As he speaks to The Artwork Newspaper, he’s within the strategy of buying one other tranche of works by A-Yo, so as to add to the 100+ works by the artist he already owns. As he says: “Once I acquire, I actually acquire.”
The Artwork Newspaper: What was the primary work you purchased?
Jean-Marc Bottazzi: An summary baroque-style portray by my brother within the early Nineties
What was the newest work you purchased?
Both a Fontana Tagli, or a Man Ray, La Priere (1930) photographic version.
What do you remorse not shopping for whenever you had the prospect?
Two issues: a Minotaur {photograph} by Man Ray that I didn’t have the balls to purchase ten years in the past. One other is {a photograph} of the author Yukio Mishima by Eikoh Hosoe, for which I didn’t pull the set off rapidly sufficient.
When you may have any work from any museum on the earth, what would it not be?
Marcel Duchamp’s urinal.
What’s the greatest recommendation you could have acquired on amassing?
Focus and decide to few. Attempt to not make a template assortment simply since you’re wealthy. The collector Uli Sigg has made such a distinction by his focus.
The place do you wish to eat and drink in Hong Kong?
Ta Vie, Ole, Feuille.
What’s your least favorite factor about artwork gala’s?

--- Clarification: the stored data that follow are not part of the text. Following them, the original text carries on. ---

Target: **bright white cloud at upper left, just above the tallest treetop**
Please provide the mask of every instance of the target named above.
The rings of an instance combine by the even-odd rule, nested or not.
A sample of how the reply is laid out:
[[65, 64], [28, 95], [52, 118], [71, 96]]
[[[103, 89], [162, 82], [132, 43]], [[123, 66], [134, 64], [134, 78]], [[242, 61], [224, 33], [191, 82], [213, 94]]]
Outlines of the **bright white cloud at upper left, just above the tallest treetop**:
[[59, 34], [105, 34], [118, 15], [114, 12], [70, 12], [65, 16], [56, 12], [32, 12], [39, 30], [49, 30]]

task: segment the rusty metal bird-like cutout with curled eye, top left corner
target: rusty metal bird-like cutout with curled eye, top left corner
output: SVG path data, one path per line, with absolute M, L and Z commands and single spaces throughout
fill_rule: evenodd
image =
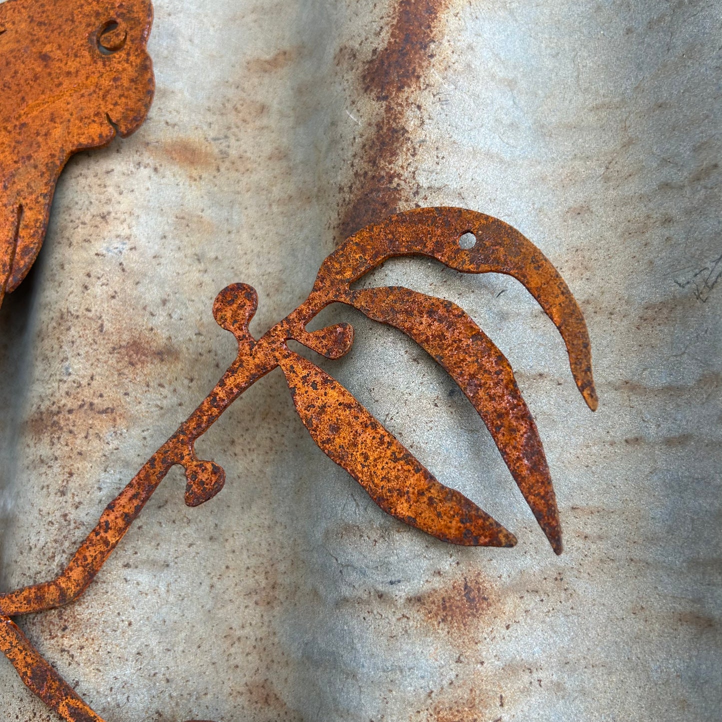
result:
M 147 116 L 152 18 L 149 0 L 0 4 L 0 304 L 38 256 L 69 157 Z

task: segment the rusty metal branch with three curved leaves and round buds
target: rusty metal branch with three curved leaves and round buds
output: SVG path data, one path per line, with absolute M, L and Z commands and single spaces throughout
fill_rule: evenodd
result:
M 462 248 L 460 238 L 469 233 L 475 243 Z M 573 295 L 538 248 L 513 227 L 484 214 L 459 208 L 415 209 L 365 227 L 323 261 L 308 298 L 259 339 L 248 330 L 257 308 L 256 291 L 242 283 L 226 287 L 216 297 L 213 314 L 237 339 L 238 356 L 217 385 L 108 504 L 61 575 L 0 594 L 0 647 L 27 687 L 64 719 L 100 721 L 10 617 L 77 599 L 175 464 L 186 471 L 187 505 L 214 497 L 225 483 L 225 472 L 213 461 L 197 458 L 194 444 L 232 401 L 276 367 L 284 373 L 313 440 L 388 514 L 452 544 L 516 544 L 500 523 L 438 482 L 338 381 L 288 348 L 293 339 L 329 359 L 349 351 L 353 329 L 347 323 L 306 330 L 331 303 L 353 306 L 374 321 L 395 326 L 448 371 L 490 430 L 554 552 L 562 551 L 559 513 L 541 440 L 500 350 L 449 301 L 401 287 L 352 289 L 353 282 L 386 259 L 409 255 L 430 256 L 464 273 L 492 271 L 518 279 L 559 329 L 579 391 L 596 409 L 589 338 Z

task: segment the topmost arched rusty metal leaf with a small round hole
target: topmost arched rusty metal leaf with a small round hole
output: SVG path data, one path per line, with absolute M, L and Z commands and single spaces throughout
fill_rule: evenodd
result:
M 472 248 L 459 238 L 476 236 Z M 352 235 L 326 258 L 316 289 L 348 284 L 392 256 L 431 256 L 464 273 L 507 274 L 521 282 L 557 326 L 577 387 L 594 410 L 591 346 L 582 312 L 557 269 L 536 245 L 498 218 L 463 208 L 417 208 L 388 217 Z

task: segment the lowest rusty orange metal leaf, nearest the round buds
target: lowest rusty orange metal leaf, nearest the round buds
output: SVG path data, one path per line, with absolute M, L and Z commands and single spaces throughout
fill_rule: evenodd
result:
M 279 365 L 313 440 L 386 513 L 452 544 L 516 544 L 471 500 L 438 482 L 336 379 L 293 352 Z

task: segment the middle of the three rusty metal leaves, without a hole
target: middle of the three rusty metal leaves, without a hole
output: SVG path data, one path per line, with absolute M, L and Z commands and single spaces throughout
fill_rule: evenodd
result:
M 355 308 L 414 339 L 448 371 L 479 412 L 554 552 L 562 552 L 557 500 L 539 432 L 514 372 L 492 340 L 451 301 L 402 287 L 351 296 Z

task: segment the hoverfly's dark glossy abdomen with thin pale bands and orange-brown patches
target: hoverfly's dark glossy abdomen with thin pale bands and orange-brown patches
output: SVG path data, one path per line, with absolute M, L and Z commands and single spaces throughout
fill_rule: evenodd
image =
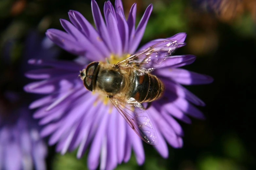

That the primary day is the busiest. What sort of privilege is it to be surrounded by a crowd of individuals. I want going to gala’s on the finish. In case you are actually following a gallery you then already know what they’re bringing. ‘First Selection’ is faux. Whole hype.
What tip would you give to somebody visiting Hong Kong for the primary time?
Go to M+, after which go to M+ once more. It’s the most effective factor to occur to the town. The tensions it presents between West and East make it so fascinating.